Johann Zarco traversait déjà des turbulences vendredi à Jerez, mais son samedi lors du Grand Prix d’Espagne a viré à la désillusion. Entre perte de sensations, chute prématurée et stratégie de pneus inefficace, le pilote Honda vit un début de saison bien plus compliqué que prévu.
Un samedi cauchemardesque pour Zarco à Jerez
Alors que Johann Zarco avait réussi l’exploit de se qualifier directement en Q2 vendredi – un exploit au volant d’une Honda en difficulté cette saison –, le Français espérait rebondir le lendemain. Malheureusement, la situation s’est rapidement détériorée. En choisissant un pneu médium à l’arrière plutôt que le soft plus risqué, Zarco avait misé sur la stabilité pour compenser ses problèmes de vibrations. Une stratégie qui n’a jamais payé.
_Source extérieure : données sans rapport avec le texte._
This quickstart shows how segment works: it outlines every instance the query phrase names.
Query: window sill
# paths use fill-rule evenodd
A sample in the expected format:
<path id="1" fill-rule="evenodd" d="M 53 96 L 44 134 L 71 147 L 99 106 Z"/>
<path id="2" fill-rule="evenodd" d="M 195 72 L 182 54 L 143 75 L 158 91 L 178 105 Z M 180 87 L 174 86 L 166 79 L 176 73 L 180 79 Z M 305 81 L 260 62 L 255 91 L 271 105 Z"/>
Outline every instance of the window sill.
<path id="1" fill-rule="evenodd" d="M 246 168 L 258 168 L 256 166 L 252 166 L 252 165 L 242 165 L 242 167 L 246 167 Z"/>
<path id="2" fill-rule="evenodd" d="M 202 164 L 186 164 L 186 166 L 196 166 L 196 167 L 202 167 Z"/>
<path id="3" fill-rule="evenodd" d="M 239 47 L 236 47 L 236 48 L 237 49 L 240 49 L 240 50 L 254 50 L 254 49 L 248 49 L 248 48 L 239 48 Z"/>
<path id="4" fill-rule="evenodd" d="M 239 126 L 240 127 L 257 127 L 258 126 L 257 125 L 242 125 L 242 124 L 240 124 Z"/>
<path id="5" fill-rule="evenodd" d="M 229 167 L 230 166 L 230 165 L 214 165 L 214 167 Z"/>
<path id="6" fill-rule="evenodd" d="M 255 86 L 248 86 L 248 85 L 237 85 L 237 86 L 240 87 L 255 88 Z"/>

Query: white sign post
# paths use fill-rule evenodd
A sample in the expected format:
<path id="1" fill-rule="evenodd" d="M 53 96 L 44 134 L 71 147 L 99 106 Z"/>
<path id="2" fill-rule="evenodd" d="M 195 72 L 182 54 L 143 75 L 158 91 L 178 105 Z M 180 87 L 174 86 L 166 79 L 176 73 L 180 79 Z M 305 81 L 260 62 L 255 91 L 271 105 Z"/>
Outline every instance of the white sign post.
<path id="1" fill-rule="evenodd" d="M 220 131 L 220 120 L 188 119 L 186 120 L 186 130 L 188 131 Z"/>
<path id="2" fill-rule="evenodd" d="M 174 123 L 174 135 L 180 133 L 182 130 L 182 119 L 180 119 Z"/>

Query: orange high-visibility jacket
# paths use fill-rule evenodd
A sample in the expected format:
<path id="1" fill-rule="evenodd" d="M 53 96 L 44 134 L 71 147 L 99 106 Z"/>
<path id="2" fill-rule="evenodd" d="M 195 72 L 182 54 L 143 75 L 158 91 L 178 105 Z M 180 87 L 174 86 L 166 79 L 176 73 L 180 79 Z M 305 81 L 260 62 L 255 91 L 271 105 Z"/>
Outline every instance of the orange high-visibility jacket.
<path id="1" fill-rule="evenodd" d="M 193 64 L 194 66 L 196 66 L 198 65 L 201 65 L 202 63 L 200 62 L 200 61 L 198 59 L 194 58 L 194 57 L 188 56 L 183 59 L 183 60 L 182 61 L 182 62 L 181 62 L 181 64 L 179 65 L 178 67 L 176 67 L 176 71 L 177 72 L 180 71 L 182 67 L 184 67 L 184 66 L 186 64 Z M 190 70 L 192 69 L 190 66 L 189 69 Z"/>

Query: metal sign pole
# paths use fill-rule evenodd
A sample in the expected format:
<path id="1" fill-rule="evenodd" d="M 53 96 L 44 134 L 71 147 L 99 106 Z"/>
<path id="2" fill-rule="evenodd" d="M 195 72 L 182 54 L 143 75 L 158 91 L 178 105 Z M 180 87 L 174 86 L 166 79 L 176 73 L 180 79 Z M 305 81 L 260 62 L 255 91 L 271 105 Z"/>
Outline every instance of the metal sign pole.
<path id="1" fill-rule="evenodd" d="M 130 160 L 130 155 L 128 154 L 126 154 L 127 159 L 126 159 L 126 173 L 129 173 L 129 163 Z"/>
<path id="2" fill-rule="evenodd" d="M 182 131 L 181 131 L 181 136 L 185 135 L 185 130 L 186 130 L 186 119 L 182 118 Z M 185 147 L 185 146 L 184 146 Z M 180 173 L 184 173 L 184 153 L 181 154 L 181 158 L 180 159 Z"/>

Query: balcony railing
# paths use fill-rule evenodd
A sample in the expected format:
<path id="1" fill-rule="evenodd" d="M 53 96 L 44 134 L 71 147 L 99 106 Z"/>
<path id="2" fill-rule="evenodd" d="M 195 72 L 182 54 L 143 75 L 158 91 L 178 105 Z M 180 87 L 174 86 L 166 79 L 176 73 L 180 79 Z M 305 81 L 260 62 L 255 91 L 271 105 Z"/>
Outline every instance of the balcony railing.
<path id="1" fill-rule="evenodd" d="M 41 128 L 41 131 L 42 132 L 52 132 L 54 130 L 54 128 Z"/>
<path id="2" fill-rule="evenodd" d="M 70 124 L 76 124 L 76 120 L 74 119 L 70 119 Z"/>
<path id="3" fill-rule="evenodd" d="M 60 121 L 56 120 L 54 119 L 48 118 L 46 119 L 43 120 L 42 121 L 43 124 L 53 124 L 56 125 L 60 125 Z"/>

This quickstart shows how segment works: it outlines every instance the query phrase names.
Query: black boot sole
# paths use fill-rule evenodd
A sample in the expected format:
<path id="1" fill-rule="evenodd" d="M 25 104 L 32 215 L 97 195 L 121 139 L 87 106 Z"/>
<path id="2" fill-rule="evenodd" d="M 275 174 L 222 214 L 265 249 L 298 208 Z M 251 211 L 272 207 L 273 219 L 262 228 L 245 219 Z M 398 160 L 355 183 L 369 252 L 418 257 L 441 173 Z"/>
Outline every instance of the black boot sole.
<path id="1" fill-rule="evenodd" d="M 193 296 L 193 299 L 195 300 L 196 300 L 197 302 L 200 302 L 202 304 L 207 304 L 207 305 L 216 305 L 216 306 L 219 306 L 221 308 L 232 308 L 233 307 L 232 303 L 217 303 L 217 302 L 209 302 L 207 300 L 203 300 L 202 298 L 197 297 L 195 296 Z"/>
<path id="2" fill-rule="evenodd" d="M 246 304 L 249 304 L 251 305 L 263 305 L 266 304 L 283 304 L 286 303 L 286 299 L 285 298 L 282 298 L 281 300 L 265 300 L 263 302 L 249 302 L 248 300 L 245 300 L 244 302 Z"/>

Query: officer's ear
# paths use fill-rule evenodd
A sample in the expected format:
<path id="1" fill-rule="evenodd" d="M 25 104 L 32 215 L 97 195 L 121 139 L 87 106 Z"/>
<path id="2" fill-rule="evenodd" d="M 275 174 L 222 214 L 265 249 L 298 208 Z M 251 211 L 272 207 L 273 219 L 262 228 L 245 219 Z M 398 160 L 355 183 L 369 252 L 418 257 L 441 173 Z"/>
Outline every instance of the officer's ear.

« Je n’ai même pas pu tester mon pneu arrière de la bonne manière parce que le feeling sur la moto n’était pas bon, » a confessé Zarco au micro de Motorsport.com après le sprint. Un ressenti globalement catastrophique qui s’est soldé par une chute au 5ᵉ tour, dans l’insidieux virage 2, un des pièges traditionnels du circuit andalou.
Malgré la montée des températures sur l’asphalte, synonyme habituellement d’un meilleur grip pour certains pilotes, Zarco n’a jamais pu se mettre en confiance. Il a exprimé, sans détour, sa désillusion : « Dégoûté », lâchait-il, clairement atteint moralement à l’issue de cette journée.
Une réalité brutale pour Honda et Zarco
Cette chute, au-delà de l’accident ponctuel, révèle un problème bien plus profond. Zarco, lucide, reconnaissait après course que « les sensations depuis hier ne se sont pas améliorées, voire pire ». Et d’ajouter : « J’ai vu en course aujourd’hui qu’après m’être un peu battu, j’ai chuté. Donc ma limite n’était pas seulement dans ma tête, elle était réelle. »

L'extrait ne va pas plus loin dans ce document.